Plot/Recinto/Fence, Czechoslovak Pavilion, Venice Architecture Biennale
Competition Proposal for Czechoslovak Pavilion
Venice Architecture Biennale 2016
Client: Slovak National Gallery
Team: Igor Marko (Marko&Placemakers), Lukáš Kordík and Roman Žitňanský (GutGut), Boris Ondreička
PLOT (fence) explores, stimulates and provokes. Our process started with a genuine interest in why and how fences emerge and disappear. What are their different forms and programmatic permutations? The proposed installation in the Czechoslovak pavilion in Venice Giardini creates an authentic environment for discourse on current topics addressing the increasingly divided world. What is the ideal fence? One that divides, or one that protects? One that appropriates or expropriates? Does the fence determine who is on the outside and who on the inside?
The installation consists of three interdependent elements. The first is the architectural element of the fence - a supersized reinforced steel coil dividing the pavilion into two parts.

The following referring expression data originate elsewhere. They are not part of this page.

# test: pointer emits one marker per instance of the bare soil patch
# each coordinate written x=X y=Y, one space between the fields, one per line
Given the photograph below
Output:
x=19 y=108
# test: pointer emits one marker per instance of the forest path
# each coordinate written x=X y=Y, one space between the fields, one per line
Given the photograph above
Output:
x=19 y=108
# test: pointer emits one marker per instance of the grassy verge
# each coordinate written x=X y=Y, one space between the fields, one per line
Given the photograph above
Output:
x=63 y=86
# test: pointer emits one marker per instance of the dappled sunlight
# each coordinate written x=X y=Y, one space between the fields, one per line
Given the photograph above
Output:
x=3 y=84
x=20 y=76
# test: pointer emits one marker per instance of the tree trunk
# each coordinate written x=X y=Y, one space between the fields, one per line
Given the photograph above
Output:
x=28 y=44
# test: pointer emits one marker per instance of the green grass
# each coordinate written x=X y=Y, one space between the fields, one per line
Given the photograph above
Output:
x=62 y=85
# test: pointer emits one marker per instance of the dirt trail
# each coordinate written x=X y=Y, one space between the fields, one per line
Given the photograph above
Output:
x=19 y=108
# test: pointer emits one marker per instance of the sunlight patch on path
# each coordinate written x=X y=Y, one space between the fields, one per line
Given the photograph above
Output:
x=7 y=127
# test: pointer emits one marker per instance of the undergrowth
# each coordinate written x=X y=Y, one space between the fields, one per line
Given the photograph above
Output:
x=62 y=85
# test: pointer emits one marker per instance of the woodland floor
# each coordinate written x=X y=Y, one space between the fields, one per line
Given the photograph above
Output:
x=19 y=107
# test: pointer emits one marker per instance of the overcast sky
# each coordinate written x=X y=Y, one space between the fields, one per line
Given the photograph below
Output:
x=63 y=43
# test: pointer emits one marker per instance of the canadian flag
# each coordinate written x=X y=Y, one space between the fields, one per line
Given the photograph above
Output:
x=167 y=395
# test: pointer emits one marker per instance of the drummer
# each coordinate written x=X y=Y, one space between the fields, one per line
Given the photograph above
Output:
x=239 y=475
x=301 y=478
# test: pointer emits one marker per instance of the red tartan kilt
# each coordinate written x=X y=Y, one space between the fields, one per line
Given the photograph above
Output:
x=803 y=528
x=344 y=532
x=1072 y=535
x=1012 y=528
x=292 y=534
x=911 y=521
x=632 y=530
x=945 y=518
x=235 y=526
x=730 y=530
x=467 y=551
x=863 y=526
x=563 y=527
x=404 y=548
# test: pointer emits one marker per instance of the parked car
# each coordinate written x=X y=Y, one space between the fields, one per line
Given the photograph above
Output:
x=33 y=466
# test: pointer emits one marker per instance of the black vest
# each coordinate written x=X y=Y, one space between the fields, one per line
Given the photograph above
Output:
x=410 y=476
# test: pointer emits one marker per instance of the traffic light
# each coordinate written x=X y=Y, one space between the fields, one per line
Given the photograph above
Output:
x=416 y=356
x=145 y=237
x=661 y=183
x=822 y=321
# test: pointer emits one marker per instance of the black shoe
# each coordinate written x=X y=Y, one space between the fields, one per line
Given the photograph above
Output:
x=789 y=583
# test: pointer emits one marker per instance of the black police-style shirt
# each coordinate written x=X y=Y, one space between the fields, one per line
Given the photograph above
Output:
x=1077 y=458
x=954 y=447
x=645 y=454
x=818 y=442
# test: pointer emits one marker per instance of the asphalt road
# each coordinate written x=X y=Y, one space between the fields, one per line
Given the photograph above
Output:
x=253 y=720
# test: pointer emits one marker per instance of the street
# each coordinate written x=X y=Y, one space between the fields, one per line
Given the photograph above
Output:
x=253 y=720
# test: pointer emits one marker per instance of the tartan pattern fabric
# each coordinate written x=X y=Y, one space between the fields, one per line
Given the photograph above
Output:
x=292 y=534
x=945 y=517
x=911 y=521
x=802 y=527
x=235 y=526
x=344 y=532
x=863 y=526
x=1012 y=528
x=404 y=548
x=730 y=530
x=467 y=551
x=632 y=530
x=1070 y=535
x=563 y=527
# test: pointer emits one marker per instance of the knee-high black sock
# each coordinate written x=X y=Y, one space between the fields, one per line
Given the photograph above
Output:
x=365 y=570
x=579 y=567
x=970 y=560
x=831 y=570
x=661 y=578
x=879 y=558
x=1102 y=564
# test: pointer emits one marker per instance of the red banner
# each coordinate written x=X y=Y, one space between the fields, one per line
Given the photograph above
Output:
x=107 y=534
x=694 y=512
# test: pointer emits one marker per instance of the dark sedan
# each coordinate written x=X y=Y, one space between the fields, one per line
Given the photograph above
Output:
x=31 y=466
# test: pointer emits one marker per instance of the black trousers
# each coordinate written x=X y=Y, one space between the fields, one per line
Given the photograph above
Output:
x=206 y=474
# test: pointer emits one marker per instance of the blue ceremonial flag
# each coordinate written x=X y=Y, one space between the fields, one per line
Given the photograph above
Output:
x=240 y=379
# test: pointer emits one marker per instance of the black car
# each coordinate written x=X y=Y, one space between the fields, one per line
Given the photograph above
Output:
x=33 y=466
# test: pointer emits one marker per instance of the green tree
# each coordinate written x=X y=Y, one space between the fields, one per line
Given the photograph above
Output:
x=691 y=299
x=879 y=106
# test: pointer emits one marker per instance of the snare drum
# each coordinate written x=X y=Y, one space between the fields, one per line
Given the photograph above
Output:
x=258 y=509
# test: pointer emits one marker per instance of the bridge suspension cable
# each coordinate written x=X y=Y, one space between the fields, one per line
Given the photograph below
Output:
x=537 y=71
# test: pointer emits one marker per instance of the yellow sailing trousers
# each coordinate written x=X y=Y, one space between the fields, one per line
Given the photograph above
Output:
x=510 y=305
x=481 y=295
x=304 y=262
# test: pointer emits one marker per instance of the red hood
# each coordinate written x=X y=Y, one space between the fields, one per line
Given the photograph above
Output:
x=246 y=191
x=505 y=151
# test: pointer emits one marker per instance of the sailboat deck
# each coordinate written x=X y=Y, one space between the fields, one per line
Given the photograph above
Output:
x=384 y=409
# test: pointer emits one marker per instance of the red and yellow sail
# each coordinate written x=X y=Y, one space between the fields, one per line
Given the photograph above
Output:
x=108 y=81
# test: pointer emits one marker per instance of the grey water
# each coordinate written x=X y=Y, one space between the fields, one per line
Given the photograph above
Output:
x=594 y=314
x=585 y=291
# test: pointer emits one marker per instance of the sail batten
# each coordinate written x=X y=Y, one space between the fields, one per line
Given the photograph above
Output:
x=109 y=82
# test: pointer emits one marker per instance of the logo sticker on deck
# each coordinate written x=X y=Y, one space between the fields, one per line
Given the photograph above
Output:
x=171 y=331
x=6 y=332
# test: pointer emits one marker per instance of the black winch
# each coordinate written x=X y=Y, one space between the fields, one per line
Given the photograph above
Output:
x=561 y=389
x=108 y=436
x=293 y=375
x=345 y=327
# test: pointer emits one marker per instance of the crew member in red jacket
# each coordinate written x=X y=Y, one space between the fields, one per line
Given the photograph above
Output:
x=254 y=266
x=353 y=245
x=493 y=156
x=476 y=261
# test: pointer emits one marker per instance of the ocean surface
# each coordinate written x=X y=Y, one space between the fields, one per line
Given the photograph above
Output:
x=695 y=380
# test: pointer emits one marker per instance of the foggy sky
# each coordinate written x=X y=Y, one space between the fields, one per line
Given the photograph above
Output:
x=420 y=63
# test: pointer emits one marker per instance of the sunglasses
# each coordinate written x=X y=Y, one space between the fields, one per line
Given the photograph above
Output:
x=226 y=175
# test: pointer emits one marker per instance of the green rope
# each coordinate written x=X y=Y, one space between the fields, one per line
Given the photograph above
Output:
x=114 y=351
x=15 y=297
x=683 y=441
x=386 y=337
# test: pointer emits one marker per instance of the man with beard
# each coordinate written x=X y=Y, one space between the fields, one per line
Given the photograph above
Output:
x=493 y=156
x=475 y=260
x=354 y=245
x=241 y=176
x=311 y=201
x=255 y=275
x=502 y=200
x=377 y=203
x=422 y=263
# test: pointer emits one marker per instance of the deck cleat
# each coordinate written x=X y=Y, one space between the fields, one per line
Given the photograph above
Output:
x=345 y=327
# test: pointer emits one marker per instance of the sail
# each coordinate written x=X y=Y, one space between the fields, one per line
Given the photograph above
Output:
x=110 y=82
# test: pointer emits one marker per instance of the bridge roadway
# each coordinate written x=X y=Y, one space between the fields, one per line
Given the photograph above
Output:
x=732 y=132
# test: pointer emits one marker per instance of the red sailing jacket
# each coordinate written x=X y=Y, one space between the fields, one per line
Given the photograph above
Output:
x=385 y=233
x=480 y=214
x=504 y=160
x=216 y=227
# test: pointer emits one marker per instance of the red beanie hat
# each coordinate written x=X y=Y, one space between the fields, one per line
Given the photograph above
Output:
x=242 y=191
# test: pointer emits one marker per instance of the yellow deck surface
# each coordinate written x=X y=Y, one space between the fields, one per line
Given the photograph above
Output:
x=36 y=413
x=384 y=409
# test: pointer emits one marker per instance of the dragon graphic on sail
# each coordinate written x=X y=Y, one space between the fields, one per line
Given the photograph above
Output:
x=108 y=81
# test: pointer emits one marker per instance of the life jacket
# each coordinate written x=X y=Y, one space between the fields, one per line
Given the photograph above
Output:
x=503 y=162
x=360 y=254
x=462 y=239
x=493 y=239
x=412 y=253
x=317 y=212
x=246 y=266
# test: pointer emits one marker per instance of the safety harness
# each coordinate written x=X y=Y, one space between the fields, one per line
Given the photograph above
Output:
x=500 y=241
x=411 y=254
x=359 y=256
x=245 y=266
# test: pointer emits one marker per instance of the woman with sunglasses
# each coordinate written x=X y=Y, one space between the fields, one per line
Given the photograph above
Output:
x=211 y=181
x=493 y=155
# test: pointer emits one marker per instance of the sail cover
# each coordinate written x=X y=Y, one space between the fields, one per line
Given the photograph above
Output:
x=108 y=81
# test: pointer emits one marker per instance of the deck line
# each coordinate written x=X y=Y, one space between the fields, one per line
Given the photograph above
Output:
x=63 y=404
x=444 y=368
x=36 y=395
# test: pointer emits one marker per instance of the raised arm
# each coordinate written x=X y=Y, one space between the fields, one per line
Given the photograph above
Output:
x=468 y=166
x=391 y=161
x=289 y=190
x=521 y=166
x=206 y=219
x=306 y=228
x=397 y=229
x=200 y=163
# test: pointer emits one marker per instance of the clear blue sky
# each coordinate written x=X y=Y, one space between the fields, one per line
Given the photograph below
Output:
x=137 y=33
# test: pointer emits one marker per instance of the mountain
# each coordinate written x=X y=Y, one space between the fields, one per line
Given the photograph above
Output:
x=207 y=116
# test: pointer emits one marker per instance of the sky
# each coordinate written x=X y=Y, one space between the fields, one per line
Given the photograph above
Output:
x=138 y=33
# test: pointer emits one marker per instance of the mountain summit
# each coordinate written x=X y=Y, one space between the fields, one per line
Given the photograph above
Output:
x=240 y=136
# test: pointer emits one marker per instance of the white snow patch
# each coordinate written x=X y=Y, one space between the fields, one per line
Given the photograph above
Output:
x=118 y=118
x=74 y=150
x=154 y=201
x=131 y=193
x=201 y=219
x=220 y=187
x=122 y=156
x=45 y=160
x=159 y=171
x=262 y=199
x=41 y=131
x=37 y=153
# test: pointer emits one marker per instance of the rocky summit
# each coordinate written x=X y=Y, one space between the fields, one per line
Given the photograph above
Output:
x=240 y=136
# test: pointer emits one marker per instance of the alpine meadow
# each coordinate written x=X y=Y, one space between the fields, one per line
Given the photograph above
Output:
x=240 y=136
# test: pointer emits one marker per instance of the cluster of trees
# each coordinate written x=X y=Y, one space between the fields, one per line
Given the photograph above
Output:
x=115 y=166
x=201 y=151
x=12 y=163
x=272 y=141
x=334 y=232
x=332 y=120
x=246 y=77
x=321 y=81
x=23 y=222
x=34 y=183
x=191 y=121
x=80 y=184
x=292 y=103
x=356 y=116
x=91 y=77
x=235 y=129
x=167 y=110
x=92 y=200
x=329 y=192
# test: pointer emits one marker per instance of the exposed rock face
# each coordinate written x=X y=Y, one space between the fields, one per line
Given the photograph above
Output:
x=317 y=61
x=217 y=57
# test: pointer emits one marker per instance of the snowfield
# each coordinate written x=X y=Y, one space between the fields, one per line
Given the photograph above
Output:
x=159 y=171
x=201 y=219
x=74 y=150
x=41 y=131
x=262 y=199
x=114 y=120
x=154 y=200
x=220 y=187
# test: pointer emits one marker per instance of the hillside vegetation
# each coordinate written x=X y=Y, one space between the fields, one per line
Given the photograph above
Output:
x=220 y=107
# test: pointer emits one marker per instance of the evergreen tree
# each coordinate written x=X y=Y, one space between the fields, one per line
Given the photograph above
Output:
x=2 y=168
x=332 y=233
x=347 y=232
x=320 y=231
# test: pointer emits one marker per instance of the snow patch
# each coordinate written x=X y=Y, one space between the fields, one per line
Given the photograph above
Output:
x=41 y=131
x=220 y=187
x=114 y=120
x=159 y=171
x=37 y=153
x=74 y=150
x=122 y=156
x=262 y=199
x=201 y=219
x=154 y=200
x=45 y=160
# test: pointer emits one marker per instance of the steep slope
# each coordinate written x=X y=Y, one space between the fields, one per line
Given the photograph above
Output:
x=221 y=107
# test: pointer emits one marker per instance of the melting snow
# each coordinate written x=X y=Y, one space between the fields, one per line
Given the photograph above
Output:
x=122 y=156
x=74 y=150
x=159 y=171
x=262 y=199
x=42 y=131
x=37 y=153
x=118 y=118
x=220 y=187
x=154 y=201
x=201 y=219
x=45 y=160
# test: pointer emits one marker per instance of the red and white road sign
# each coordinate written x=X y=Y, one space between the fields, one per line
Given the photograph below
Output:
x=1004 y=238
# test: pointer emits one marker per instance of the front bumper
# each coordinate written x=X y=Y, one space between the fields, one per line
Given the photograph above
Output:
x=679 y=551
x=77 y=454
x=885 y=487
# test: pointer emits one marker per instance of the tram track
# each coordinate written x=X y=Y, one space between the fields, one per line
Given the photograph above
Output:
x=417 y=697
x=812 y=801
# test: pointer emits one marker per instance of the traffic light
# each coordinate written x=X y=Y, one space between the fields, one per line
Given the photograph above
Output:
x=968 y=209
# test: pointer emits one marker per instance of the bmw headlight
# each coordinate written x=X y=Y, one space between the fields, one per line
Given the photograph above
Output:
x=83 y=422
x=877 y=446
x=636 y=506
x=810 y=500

Upon entering the visitor needs to pick a side, but as he or she walks along towards the end of the space, the fence become permeable, questioning ideas of ownership, exclusivity, inclusivity, isolation, control and ideology. The second element - a performer - interacts with the fence through movement (walking along, walking within, walking through...), sounds (touching, running a stick past the fence making sound...) and hands out the installation catalogue - the third element of the installation - a harmonica fold-out journey through the past, present and future reflections on the fence.